On the Ferris wheel he kisses her, a long, round kiss. His mouth tastes of sugar, and I want this—Celeste does—wants him to kiss her and kiss her, kiss all the lipstick off her mouth. And I am grateful for Celeste, who keeps us focused on this kiss, unfocused on Christopher. In the gondola they swing from the ground up, up to the night, and she feels as if she’s swinging around the sky. His heart slams against her hand, and Celeste kisses him harder, deeper, craving the power of his heart. She believes she controls it, is powerful enough to control the beat of it.
Later, she sits between Ryan’s legs in a scooter car as they rocket through space like a bullet. He can’t kiss her now, her back is to him, but his hands are under her shirt while she presses against his chest. Now the back of her head feels the slamming of his heart. And her power, her strength, grow. On the carousel they sit beside each other in a chariot, kissing, and he asks if he can take her out Saturday night. He has an
older friend with a car and they can go to the drivein movie in Paramus. Yes, she says, she will go. In the haunted house he places her hand on his penis while his fingers slide beneath the leg of her shorts. He whispers how much he loves her. Celeste knows what this means, knows what he wants, although he would never, never ask for it, would never believe a Glen Rock girl would know how to do it, would agree to do it, ever. Celeste, Celeste, no, I try to warn her. Stop. I don’t want her to do what I know she is destined for.
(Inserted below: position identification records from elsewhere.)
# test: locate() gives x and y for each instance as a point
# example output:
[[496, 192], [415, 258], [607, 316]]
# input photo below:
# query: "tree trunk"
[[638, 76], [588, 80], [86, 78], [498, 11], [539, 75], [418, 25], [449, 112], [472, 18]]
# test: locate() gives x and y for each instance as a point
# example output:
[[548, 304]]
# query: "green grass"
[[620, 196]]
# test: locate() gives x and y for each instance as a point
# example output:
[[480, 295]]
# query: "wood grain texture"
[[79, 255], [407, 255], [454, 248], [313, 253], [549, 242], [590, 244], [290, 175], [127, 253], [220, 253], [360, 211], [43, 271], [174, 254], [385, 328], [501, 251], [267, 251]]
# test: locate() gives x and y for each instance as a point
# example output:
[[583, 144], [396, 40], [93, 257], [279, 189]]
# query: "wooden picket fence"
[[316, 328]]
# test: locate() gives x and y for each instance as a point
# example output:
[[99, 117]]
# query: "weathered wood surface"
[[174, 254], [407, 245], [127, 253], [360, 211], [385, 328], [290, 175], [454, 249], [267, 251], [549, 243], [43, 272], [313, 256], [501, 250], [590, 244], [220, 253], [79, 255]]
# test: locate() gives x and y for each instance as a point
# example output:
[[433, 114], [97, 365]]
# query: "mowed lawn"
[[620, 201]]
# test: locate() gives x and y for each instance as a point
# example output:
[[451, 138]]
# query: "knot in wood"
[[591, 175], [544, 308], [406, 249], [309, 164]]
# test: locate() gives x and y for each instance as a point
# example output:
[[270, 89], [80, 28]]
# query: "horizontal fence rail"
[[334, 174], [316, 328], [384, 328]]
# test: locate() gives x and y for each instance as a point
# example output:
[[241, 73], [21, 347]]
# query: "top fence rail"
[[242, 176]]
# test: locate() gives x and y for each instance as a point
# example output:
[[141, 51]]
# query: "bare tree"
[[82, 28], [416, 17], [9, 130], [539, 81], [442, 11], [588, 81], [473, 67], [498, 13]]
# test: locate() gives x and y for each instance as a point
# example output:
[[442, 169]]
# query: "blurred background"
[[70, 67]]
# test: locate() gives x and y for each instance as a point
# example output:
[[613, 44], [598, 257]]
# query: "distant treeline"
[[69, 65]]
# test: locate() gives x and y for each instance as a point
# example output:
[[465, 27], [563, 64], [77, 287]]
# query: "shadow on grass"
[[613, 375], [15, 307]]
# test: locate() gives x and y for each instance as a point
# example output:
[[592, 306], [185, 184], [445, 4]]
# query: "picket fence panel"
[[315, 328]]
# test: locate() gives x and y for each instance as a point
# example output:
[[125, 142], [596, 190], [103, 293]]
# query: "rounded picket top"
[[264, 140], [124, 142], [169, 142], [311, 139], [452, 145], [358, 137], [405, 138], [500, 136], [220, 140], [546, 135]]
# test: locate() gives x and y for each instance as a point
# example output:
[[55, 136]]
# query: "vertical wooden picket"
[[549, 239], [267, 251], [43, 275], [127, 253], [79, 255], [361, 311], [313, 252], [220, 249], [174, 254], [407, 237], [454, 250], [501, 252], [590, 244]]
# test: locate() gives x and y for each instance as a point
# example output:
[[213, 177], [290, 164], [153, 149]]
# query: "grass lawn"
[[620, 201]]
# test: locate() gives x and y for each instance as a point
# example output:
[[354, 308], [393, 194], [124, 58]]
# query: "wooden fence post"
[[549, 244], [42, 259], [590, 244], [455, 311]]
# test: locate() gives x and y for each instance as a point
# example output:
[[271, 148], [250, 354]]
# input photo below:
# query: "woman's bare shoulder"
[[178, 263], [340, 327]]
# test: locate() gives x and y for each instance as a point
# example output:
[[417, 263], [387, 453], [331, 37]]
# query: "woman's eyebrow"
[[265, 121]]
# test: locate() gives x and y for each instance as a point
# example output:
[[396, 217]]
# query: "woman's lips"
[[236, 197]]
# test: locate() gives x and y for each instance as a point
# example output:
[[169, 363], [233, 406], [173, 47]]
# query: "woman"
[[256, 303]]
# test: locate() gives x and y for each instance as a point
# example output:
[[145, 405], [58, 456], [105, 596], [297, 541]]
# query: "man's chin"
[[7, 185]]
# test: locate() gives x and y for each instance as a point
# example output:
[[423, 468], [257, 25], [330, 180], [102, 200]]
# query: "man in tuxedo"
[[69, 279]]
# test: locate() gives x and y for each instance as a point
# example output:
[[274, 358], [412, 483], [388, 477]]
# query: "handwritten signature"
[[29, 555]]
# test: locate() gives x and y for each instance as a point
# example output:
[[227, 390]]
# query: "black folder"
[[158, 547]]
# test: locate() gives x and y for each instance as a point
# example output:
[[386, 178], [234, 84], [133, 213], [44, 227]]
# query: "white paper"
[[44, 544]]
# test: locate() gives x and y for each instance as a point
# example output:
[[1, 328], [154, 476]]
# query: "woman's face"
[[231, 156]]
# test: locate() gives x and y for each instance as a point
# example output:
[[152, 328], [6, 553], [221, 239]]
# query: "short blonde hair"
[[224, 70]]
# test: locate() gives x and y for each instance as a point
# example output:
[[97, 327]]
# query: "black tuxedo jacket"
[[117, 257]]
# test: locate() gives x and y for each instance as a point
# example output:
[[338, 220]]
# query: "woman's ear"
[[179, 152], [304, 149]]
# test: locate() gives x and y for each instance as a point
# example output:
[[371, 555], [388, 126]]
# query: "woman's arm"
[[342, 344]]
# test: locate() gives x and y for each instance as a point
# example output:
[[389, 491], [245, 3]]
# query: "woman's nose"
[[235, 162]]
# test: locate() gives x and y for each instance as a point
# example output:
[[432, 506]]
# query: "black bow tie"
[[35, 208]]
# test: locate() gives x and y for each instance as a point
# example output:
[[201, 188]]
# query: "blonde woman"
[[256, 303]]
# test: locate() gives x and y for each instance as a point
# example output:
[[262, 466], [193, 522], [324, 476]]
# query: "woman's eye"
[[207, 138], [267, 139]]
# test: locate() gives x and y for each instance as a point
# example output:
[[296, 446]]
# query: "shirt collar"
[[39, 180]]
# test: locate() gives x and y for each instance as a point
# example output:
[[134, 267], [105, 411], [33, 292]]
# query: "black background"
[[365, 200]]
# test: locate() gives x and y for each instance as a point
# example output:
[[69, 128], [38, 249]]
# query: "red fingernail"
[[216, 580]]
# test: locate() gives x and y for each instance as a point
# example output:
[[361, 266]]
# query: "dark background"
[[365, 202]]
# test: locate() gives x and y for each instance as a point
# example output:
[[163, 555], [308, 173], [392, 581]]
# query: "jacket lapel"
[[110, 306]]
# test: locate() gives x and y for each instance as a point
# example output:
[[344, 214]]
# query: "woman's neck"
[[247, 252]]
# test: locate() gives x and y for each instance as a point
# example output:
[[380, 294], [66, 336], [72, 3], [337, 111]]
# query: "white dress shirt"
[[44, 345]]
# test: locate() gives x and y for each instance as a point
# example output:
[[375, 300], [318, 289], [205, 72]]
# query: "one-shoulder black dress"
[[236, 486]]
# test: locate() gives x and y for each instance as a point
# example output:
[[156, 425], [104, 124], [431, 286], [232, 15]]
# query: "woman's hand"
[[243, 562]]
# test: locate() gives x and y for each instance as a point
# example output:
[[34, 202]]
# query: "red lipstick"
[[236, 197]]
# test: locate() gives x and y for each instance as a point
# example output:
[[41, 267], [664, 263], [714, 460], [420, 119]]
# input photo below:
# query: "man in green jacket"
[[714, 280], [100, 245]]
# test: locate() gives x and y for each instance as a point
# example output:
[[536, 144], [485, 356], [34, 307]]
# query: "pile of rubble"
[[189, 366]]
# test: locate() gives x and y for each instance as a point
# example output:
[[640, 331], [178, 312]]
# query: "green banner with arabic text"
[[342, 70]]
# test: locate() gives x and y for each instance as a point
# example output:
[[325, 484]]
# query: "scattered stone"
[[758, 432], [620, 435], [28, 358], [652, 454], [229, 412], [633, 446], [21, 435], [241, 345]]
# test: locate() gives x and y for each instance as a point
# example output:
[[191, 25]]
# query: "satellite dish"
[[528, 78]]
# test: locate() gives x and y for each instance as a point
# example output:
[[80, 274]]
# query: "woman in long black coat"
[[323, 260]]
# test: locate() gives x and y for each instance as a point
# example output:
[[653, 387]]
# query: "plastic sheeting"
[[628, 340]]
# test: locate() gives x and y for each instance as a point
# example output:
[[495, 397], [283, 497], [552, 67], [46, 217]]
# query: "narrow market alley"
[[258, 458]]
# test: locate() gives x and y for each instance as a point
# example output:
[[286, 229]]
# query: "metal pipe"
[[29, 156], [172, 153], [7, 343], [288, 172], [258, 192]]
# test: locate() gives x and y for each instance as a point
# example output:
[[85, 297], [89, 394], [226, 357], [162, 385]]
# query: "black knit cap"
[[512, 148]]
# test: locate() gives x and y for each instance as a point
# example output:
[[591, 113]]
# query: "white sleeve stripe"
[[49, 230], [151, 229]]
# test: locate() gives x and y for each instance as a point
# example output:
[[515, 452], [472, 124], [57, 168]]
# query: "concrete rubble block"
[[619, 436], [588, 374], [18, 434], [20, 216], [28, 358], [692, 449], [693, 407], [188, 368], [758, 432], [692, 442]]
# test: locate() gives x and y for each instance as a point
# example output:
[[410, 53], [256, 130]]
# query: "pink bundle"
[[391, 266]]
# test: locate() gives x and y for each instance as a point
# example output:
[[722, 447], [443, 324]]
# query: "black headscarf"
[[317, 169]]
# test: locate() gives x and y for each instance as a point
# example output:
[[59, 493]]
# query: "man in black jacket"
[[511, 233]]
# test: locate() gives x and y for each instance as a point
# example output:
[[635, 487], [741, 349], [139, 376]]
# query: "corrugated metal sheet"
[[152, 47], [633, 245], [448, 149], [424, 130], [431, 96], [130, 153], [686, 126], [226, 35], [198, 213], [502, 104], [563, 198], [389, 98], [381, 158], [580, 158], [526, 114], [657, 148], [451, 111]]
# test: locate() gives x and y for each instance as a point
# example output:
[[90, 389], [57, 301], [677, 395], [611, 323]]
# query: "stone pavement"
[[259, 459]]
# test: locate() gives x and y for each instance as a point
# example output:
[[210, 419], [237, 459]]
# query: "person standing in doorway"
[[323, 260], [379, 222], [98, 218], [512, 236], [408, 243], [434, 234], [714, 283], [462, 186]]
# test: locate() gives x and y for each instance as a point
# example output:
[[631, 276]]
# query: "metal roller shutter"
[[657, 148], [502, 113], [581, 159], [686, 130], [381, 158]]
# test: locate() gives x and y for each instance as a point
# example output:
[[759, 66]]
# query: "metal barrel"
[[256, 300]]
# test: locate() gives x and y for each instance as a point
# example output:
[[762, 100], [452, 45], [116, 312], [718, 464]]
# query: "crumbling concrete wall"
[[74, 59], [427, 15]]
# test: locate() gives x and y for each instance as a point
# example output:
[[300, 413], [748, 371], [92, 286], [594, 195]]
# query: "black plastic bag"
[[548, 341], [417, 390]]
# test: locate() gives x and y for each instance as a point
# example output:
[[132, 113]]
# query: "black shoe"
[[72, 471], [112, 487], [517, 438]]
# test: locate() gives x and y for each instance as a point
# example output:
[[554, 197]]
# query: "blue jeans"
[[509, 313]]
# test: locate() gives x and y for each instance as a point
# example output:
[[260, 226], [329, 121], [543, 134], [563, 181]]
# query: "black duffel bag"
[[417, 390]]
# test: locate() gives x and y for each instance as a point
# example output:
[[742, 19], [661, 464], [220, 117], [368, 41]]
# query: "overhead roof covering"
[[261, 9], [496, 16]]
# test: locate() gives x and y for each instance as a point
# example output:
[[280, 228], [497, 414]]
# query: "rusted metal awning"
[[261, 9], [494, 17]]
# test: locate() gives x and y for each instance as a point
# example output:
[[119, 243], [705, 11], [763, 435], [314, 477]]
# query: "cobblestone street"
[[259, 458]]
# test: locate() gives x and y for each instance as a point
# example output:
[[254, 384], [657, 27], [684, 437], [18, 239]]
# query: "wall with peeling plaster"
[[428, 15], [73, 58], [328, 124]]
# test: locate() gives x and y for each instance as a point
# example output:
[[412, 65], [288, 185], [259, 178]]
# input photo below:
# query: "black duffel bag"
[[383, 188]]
She doesn’t stop. She unzips his pants. Her treacherous mouth lowers over him. In a moment it is over. He is too quick for her, too easy. Then she can stop.
For the rest of the evening he doesn’t look at her. And she, now without purpose or reason for being, can’t hear the sound of her footsteps, can’t see neon lights, can’t hear rock ’n’ roll music blaring from loudspeakers. Her heart drains from her body. All she is left with is that taste in her treacherous, treacherous mouth.
On Saturday night I lie rigid in the back seat of the car at the drivein movie. There are no neon lights, no whirling rides. Celeste is not with Ryan, I am, and while I know what she can do and how she does it, I am exhausted and confused with his hand under my dress, exhausted with his mouth kissing mine, exhausted by the sound of his heart slamming. I want it to stop. He’s furious I won’t touch his penis. Furious I won’t allow it in my mouth. Furious he’s spent this money to take me to the movies. When I am finally exhausted with his fury, I put his own fury in my mouth. And then, when it is over, we can stop.
Our family is to drive to Londonderry, Vermont, for a two-week vacation. As we pack up the car to leave, my father is in a rage. He can’t arrange the suitcases the way he wants—we have brought too much—and he arranges and rearranges the trunk while screaming at us. My sister, my mother, and I stand in the garage watching him slam suitcases. Once, my mother tells him to quiet down or the neighbors will hear, but her reprimand detonates an explosion of sound. I could stop his abuse, I know it. I know how to soften it, but he doesn’t even glance at me. I lean against the cool cement wall of the garage, waiting for this trip to begin. But of course it has begun. All our trips begin in rage, and all the way to Vermont I feel it.